One of the main reasons I expect this to not work is because optimization algorithms that are the best at optimizing some objective given a fixed compute budget seem like they basically can’t be generally-retargetable. E.g. if you consider something like stockfish, it’s a combination of search (which is retargetable), sped up by a series of very specialized heuristics that only work for winning. If you wanted to retarget stockfish to “maximize the max number of pawns you ever have” you had, you would not be able to use [specialized for telling whether a move is likely going to win the game] heuristics to speed up your search for moves. A more extreme example is the entire endgame table is useless for you, and you have to recompute the entire thing probably.
Something like [the strategy stealing assumption](https://ai-alignment.com/the-strategy-stealing-assumption-a26b8b1ed334) is needed to even obtain the existence of a set of heuristics just as good for speeding up search for moves that “maximize the max number of pawns you ever have” compared to [telling whether a move will win the game]. Actually finding that set of heuristics is probably going to require an entirely parallel learning process.
This also implies that even if your AI has the concept of “human values” in its ontology, you still have to do a bunch of work to get an AI that can actuallly estimate the long-run consequences of any action on “human values”, or else it won’t be competitive with AIs that have more specialized optimization algorithms.
I agree. My comment here on Rohin and John’s thread is a poor attempt at saying something similar, but also observing that having the machinery to do the ‘find the good heuristics’ thing is itself a (somewhat necessary?) property of ‘recursive-ish search’ (at least of the flavour applicable to high-dimensional ‘difficult’ problem-spaces). In humans and animals I think this thing is something like ‘motivated exploration’ aka ‘science’ aka ‘experimentation’, plus magic abstraction-formation and -recomposition.
I think it’s worth trying to understand better how these pieces fit together, and to what extent these burdens can (or will) be overcome by compute and training scale.
This seems like a good argument against retargeting the search in a trained model turning out to be a successful strategy. But if we get to the point where we can detect such a search process in a model and what its target is, even if its efficiency is enhanced by specialized heuristics, doesn’t that buy us a lot even without the retargeting mechanism?
We could use that info about the search process to start over and re-train the model, modifying parameters to try and guide it toward learning the optimization target that we want it to learn. Re-training is far from cheap on today’s large models, but you might not have to go through the entire training process before the optimizer emerges and gains a stable optimization target. This could allow us to iterate on the search target and verify once we have the one we want before having to deploy the model in an unsafe environment.
Are you saying that the AIs we train will be optimization algorithms that are literally the best at optimizing some objective given a fixed compute budget? Can you elaborate on why that is?
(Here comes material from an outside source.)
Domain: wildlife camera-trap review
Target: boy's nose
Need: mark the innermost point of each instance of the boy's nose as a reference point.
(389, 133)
Not literally the best, but retargetable algorithms are on the far end of the spectrum of “fully specialized” to “fully general”, and I expect most tasks we train AIs to do to have heuristics that enable solving the tasks much faster than “fully general” algorithms, so there’s decently strong pressure to be towards the “specialized” side.
I also think that heuristics are going to be closer to multiplicative speed ups than additive, so it’s going to be closer to “general algorithms just can’t compete” than “it’s just a little worse”. E.g. random search is terrible compared to anything using exploiting non-trivial structure (random sorting vs quicksort is, I think a representative example, where you can go from exp → pseudolinear if you are specialized to your domain).
I expect most tasks we train AIs to do to have heuristics that enable solving the tasks much faster than “fully general” algorithms, so there’s decently strong pressure to be towards the “specialized” side
I basically buy that claim. The catch is that those specialized AIs won’t be AGIs, for obvious reasons, and at the end of the day it’s the AGIs which will have most of X-risk impact.
OK, cool. How do you think generalization works? I thought the idea was that instead of finding a specific technique that only works on the data you were trained on, sufficiently big NN’s trained on sufficiently diverse data end up finding more general techniques that work on that data + other data that is somewhat different.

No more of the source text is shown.